For the most part, camp style boasts an air of irreverence — it’s in your face, and it doesn’t make any apologies for being loud and obvious. Think of the ubiquitous pink flamingos and garden gnomes that people place on their lawns, or of Andy Warhol’s iconic Campbell’s Soup Cans painting. A present day example is Banksy, whose satirical street art is widely recognized for both its distinctive stencilling technique and its blunt political messaging. Camp style is inherently performative, but it’s also easily digestible for the masses.
Many of today’s most prolific designers are actively turning to camp fashion to inspire their collections and runway shows. Moschino’s Jeremy Scott is perhaps one of the most well-known figures who frequently channels camp. From McDonald’s to Barbie to The Sims, Scott regularly pulls from mass consumer culture to influence his designs. Balenciaga is another fashion house known for its penchant for all things camp, like its platform crocs, fanny packs, and Ikea-inspired tote bags.
A notable camp runway moment came back in February 2018, when Gucci sent models strutting down the catwalk holding their own severed heads.

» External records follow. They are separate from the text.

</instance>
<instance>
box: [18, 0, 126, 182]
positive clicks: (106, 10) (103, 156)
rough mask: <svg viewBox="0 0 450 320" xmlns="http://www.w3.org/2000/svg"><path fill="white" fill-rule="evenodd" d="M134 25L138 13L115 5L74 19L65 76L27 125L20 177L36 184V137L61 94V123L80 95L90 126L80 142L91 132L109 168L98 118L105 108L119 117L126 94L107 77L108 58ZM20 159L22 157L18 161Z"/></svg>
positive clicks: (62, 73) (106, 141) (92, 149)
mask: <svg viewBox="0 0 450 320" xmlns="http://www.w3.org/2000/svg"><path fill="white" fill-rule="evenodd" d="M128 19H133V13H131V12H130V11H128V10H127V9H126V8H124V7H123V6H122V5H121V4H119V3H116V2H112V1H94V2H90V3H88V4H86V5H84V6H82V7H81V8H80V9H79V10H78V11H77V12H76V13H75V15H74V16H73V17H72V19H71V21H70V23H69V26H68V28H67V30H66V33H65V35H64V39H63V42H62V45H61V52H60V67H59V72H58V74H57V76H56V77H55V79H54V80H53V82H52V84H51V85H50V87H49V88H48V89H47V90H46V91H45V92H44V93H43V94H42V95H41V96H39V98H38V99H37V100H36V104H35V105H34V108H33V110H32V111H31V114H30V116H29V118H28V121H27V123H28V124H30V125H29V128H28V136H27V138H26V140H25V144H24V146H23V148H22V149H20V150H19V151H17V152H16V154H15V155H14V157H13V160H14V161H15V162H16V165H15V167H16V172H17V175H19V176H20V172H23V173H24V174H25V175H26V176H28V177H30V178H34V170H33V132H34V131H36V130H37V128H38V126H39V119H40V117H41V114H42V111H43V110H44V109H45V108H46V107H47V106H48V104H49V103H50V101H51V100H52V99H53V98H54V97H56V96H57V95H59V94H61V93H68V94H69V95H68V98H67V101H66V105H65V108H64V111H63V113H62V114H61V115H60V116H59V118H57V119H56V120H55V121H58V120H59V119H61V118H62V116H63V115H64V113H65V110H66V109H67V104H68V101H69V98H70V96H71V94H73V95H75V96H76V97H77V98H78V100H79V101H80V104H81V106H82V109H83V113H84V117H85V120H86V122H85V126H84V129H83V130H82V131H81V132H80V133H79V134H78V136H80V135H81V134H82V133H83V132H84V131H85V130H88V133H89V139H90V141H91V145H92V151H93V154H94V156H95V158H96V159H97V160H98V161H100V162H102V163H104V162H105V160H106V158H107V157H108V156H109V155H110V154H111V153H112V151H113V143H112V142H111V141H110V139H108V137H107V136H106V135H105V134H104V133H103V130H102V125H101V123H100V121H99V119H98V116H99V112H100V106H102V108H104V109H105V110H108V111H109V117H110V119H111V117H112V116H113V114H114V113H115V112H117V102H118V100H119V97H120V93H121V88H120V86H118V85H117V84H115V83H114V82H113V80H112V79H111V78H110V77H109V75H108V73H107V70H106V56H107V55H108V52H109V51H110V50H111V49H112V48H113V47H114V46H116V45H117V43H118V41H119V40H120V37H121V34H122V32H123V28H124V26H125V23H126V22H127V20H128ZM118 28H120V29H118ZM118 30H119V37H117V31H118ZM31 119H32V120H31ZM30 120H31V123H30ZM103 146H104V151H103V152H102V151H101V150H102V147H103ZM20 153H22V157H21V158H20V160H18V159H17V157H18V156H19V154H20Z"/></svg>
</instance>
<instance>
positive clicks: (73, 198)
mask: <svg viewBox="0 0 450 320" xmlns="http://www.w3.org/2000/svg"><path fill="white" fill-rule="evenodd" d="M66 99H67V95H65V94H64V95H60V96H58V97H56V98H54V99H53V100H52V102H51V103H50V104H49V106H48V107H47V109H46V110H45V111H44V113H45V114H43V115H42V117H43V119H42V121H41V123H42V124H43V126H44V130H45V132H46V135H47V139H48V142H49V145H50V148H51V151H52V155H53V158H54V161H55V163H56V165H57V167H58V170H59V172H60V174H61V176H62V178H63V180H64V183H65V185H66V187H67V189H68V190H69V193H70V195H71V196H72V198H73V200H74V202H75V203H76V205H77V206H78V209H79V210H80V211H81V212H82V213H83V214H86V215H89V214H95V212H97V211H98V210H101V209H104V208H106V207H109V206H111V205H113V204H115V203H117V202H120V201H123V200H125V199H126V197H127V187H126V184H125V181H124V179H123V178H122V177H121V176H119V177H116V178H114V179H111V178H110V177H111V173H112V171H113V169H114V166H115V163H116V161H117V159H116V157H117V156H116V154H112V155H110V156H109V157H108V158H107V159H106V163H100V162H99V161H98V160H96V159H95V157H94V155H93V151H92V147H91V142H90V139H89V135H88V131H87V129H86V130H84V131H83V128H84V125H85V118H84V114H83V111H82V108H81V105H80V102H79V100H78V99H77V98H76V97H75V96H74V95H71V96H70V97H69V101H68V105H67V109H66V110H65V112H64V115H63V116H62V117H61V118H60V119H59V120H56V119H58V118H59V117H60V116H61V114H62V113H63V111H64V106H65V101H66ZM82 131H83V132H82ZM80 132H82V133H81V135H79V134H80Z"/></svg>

Fittingly enough, Met Gala co-chairs Styles and Michele recently collaborated on a campy campaign that featured literal chickens (and plenty of other animals, too) for a menswear collection. Virgil Abloh for Off-White is yet another designer who unapologetically employs camp influences in his designs. His signature use of quotation marks, for example, adds an ironic twist to what would otherwise be a standard sweatshirt or a pair of sneakers.
What Are Examples Of Camp Fashion In Pop Culture?
Of course, camp fashion has reached well beyond the confines of fashion runways and magazine spreads. It's been a popular source of style inspiration on red carpets for decades. Take, for example, the infamous "meat dress" Lady Gaga wore to the 2010 MTV Video Music Awards. Janelle Monáe is an equally prolific style icon whose wardrobe — from the tailored tuxedos to the school girl-inspired babydoll dresses — is bursting with camp motifs. And for the sake of a good throwback, who can forget Björk sporting a Marjan Pejoski swan dress — complete with an actual egg that she "hatched" — on the red carpet at the 2001 Academy Awards?
In recent Met Gala history, we've seen endless camp moments even when it wasn't an explicit thematic element. In 2015, when the theme was "China: Through The Looking Glass," Sarah Jessica Parker stepped out in an H&M ensemble topped off with a custom Philip Treacy headpiece that resembled a live fire. At the event in 2017, Solange looked extra campy — and cozy — in a couture puffer jacket by Thom Browne. And in 2018, Rihanna stole the show, channeling a sexy Pope in a custom Maison Margiela by John Galliano to commemorate the theme, "Heavenly Bodies: Fashion and the Catholic Imagination."
What Is Susan Sontag’s “Camp: Notes on Fashion” Essay About?
Sontag's landmark essay was published in 1964 and now, 55 years later, it's being celebrated as the seminal literary work on the topic of camp fashion. Part of what makes her commentary so significant is that she found a way to describe a burgeoning, flamboyant sensibility that was still under-the-radar at the time. In 2019, camp is practically everywhere and defines so much of our daily lives. Sontag was nothing short of a fortune teller.
"The essence of Camp is its love of the unnatural: of artifice and exaggeration," she writes in her essay. "Camp is esoteric… something of a private code, a badge of identity even among small urban cliques… I am strongly drawn to Camp, and almost as strongly offended by it."
That conflicting mix of attraction and displeasure is what makes camp fashion such a paradox. It can simultaneously be beautiful and overwhelmingly tacky. Sontag's definition of camp has typically been summed up as failed seriousness. "The whole point of Camp is to dethrone the serious," Sontag explains. "Camp is playful, anti-serious. More precisely, Camp involves a new, more complex relation to ‘the serious.’ One can be serious about the frivolous, frivolous about the serious."